The main aim of this project is to assess how major microbiome disrupting events during early life affect the longterm gut microbiome, as assessed during young adulthood. In MiApp, the longterm effect of childhood appendectomy is evaluated; while in MiUro everyone has been exposed to prolonged antibiotic exposure (1-2 years) during early childhood as part of the treatment of vesico-urethral reflux. Brusselaers is co-PI of both projects; with clinical PI's Helene Lilja (MiApp) and Tryggve Neveus/Goran Läckgren (MiUro)
The project team is implementing structured, team-wide storage policies to ensure efficient and responsible use of NAISS storage resources. All team members follow these practices from the start of the allocation period. Under these policies, only irreplaceable data (raw data, curated processed datasets, and final analysis outputs) are stored in backed-up storage, while intermediate and reproducible analysis files (e.g. temporary objects, transformed datasets, logs, and intermediate outputs) are systematically stored in no-backup storage and cleaned regularly. R libraries are documented and reinstalled on the target system; no R binaries or libraries are transferred.

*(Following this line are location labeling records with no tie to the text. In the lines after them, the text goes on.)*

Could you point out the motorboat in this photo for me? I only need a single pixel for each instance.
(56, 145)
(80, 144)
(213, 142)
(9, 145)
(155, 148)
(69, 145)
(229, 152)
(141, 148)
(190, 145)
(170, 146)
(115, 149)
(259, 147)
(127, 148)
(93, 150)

The project involves the analysis of microbiome datasets (mainly MiUro and MiApp, with SweMaMi as external comparison) across three cohorts and two parallel analyses. No new primary data will be generated during the allocation period; instead, existing datasets will be integrated and re-analysed. The active dataset size is estimated at approximately 107.5 GiB, with a total of approximately 300000 files. Due to the current project phase, which involves concurrent analyses across multiple cohorts, approximately 80% of the data is expected to reside in backed-up storage, while the remaining fraction corresponds to intermediate and temporary files stored in no-backup storage.

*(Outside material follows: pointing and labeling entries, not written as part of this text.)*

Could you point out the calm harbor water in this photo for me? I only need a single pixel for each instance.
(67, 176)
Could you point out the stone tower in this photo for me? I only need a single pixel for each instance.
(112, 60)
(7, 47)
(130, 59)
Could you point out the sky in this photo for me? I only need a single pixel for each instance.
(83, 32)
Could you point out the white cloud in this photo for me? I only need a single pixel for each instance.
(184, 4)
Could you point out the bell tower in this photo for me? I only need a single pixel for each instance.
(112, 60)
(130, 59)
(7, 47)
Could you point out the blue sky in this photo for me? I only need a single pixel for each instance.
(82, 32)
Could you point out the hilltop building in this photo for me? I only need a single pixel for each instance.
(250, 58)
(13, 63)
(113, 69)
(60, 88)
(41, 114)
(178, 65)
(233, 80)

The raw input data are stored once and reused across analyses, without duplication between workflows. However, microbiome analysis pipelines generate substantial intermediate data, which are reproducible but can be large and the need to retain multiple versions during validation and comparison steps. To conservatively account for peak storage usage during these concurrent analyses, and calculating based on the expected expansion factor, the total estimated storage requirement is around 1000 GiB (files in the 105 order of magnitude).
This estimate intentionally overstates steady-state storage needs to ensure sufficient capacity, as intermediate files are cleaned according to the project’s storage policy, the effective storage footprint is expected to decrease toward typical values. Storage demand is expected to remain approximately constant over time, given that no new primary data are generated and datasets are reused across analyses.